Expect nothing, live frugally on surprise.

Thursday, November 13, 2008

Young brain at work

With Children’s Day round the corner, SDP decided to get the young minds on board and give them an opportunity to decide on what they want to read. For this, SDP got in touch with some of the reputed schools of the city and short listed some students from these schools. For a day, the students donned the thinking cap and formed a Shadow Editorial Board for SDP. They sat together and brainstormed for hours to decide the content of this SDP’s Children’s Day Special Issue. Smug in the editor’s chair, they conceptualised and executed the entire issue. The result is for all to read. Here’s wishing all kids out there a Happy Children’s Day! Here’s a special issue of the children, by the children and for the children
They are young but not restless. They have ideas that make sense. They are the future of the country, to lead from the front. With Children’s Day round the corner, it made perfect sense to have a bunch of youngsters from different South Delhi schools to voice their opinions in their own way.
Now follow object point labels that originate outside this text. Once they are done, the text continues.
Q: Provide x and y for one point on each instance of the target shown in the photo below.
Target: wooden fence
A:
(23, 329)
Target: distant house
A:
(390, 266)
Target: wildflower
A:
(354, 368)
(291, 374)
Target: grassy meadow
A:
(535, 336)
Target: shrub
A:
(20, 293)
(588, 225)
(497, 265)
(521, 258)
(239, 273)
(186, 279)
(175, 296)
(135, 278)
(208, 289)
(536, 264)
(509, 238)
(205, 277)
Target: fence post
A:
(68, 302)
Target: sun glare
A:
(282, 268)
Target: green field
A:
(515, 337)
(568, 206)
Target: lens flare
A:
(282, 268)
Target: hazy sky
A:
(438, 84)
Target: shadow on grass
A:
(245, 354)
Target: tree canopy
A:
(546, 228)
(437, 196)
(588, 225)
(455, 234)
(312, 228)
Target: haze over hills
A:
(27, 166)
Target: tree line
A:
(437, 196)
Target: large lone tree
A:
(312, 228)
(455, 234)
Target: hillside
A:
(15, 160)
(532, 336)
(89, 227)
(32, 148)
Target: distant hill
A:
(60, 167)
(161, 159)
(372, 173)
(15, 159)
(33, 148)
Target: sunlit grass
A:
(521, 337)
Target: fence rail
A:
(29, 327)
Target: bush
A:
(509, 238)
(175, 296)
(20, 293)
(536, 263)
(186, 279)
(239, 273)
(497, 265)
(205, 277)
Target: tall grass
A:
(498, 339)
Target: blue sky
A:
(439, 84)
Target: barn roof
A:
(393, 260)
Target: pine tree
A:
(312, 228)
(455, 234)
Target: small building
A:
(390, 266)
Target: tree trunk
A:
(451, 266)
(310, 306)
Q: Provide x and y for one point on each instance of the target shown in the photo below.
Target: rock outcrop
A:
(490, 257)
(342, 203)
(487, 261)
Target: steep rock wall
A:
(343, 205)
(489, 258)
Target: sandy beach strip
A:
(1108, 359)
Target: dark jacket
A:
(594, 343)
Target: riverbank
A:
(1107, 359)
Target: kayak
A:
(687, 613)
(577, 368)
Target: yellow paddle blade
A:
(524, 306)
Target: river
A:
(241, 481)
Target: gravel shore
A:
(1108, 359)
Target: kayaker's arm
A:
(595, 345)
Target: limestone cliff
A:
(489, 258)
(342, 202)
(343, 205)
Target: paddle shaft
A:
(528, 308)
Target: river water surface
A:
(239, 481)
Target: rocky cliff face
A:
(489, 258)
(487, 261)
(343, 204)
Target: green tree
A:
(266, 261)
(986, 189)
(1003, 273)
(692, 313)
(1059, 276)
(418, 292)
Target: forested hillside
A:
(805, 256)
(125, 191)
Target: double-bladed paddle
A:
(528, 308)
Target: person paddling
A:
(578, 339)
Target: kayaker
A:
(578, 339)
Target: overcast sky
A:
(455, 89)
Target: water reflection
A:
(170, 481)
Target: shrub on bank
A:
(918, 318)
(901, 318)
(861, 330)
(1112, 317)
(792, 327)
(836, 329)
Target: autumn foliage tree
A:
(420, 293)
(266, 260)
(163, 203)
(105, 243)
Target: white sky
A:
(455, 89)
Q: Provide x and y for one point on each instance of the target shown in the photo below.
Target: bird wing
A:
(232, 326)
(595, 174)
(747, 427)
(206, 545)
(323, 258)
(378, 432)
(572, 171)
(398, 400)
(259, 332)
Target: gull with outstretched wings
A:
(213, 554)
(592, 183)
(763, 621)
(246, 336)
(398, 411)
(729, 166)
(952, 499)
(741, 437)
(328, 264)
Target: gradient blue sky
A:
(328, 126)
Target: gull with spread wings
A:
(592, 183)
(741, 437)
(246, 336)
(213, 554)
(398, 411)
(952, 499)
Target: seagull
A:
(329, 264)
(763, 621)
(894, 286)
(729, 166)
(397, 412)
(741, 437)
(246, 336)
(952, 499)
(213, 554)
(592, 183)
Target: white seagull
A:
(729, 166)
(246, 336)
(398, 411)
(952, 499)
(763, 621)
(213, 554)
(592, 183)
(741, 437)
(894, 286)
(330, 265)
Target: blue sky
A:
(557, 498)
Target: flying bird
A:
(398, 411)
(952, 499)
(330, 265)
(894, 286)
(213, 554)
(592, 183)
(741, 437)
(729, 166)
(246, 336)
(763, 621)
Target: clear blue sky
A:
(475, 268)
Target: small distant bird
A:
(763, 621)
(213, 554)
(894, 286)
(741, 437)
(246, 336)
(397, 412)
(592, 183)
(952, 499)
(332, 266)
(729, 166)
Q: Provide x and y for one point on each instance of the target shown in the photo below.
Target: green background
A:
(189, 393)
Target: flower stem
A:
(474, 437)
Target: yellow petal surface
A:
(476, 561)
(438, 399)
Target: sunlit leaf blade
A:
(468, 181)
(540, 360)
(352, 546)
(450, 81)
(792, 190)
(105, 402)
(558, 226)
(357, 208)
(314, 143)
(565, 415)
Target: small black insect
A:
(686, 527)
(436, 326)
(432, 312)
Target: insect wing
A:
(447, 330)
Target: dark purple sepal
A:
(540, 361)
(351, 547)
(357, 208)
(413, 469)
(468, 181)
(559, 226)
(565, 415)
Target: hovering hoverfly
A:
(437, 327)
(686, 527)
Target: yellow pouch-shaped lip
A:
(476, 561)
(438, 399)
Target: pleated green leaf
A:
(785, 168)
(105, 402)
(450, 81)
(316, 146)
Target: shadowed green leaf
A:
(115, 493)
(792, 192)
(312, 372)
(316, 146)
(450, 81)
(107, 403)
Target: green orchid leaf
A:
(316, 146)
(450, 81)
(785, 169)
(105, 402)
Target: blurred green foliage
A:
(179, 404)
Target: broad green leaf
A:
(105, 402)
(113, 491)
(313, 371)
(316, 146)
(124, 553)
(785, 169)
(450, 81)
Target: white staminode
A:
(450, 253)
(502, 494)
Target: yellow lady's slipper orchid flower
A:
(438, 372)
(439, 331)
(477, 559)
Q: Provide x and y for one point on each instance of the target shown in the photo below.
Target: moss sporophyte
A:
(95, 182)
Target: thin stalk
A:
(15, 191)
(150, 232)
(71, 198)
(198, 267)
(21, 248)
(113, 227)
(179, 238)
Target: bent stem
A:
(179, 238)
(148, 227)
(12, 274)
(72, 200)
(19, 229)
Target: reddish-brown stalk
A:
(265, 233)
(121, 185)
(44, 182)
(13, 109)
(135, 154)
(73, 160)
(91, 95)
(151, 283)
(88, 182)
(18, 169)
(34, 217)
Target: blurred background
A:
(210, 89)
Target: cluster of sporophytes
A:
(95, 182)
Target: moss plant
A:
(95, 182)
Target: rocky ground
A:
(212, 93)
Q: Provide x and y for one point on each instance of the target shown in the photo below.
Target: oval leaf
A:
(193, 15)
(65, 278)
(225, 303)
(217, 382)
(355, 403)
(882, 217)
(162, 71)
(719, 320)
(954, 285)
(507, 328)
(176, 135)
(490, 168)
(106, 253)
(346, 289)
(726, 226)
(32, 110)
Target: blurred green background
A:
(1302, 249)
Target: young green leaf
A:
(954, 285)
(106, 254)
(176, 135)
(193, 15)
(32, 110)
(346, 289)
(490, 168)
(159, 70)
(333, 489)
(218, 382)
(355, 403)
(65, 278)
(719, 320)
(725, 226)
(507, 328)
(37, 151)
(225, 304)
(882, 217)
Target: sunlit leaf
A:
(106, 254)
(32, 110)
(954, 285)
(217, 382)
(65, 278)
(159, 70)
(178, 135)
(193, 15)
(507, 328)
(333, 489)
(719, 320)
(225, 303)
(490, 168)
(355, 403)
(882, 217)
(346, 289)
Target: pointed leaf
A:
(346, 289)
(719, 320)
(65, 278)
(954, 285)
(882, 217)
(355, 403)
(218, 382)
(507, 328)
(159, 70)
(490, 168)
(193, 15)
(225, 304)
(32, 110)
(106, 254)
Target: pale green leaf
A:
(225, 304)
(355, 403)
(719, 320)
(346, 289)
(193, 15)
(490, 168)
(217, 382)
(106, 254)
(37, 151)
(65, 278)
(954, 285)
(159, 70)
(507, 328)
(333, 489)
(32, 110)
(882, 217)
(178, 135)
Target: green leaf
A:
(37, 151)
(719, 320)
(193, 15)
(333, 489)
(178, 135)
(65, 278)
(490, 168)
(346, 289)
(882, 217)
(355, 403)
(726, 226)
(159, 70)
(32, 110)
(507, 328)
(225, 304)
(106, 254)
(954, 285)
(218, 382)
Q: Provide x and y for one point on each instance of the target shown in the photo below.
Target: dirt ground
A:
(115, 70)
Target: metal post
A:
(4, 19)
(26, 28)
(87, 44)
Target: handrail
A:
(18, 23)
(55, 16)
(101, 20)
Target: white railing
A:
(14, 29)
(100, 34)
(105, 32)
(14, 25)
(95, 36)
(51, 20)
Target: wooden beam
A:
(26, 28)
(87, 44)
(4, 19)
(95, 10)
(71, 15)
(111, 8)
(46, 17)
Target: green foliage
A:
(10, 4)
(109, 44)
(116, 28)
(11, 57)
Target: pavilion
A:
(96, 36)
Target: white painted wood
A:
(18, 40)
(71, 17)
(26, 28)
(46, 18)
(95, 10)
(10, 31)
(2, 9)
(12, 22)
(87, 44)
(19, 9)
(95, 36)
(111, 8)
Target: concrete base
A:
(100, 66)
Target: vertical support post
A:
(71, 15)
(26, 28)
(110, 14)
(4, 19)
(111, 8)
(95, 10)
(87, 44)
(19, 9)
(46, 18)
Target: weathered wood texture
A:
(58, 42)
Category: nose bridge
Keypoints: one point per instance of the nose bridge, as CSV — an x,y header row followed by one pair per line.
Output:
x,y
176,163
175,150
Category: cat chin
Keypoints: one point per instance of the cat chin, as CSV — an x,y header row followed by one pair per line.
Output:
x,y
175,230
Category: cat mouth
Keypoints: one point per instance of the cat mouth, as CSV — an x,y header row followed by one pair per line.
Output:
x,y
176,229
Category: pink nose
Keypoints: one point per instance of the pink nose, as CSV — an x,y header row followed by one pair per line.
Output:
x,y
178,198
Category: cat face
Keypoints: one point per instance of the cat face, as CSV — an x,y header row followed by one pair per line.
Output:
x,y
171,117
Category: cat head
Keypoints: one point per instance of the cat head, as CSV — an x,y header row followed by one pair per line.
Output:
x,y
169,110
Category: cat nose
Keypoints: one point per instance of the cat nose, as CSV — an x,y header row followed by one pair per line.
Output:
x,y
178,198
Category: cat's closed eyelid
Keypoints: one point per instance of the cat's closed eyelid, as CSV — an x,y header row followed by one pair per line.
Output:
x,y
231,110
Working as a Shadow Editorial Board (SEB), these young minds came together, brainstormed and managed to bring out this issue, entirely on their own. In their interaction with the SDP edit team, these young adults showed no inhibition in expressing their thoughts. For our Children’s Day Special issue, they focussed on the life and times of South Delhi. Bad roads and crumbling infrastructure of the city are a sore point for one and all, even for Standard 11 student Mayumi Mohan of Ryan International School, Vasant Kunj who wondered how Delhi can be ready to host Commonwealth Games if it continues to fight problems galore. But when there are problems, there are solutions too. In an effort to help the city come out of those problems, she has suggested solutions as well. While the crumbling infrastructure troubled Mayumi, Yusuf Hassan of Summer Fields School, Kailash Colony thought of something out-of-the-box and wondered what hilarious things would happen if the scientific theories can be applied to everyday life. On one hand there was 10-year-old Shyon Chowdhury of The Shri Ram School, the youngest of the lot who asserted that young people of his age know how to handle things and that adults need not be such control freaks. On the other there was Mayank Vashisht of DPS, RK Puram, who wanted to tell people to be happy with what they have instead of cribbing about what they don’t have. As SEB’s choice, the lead story focuses on the choices that kids today have when it comes to reading books. In other words, this Children’s Day Special issue is of the children, by the children and for the children. Hope you enjoy reading it as much as our SEB loved bringing it to you.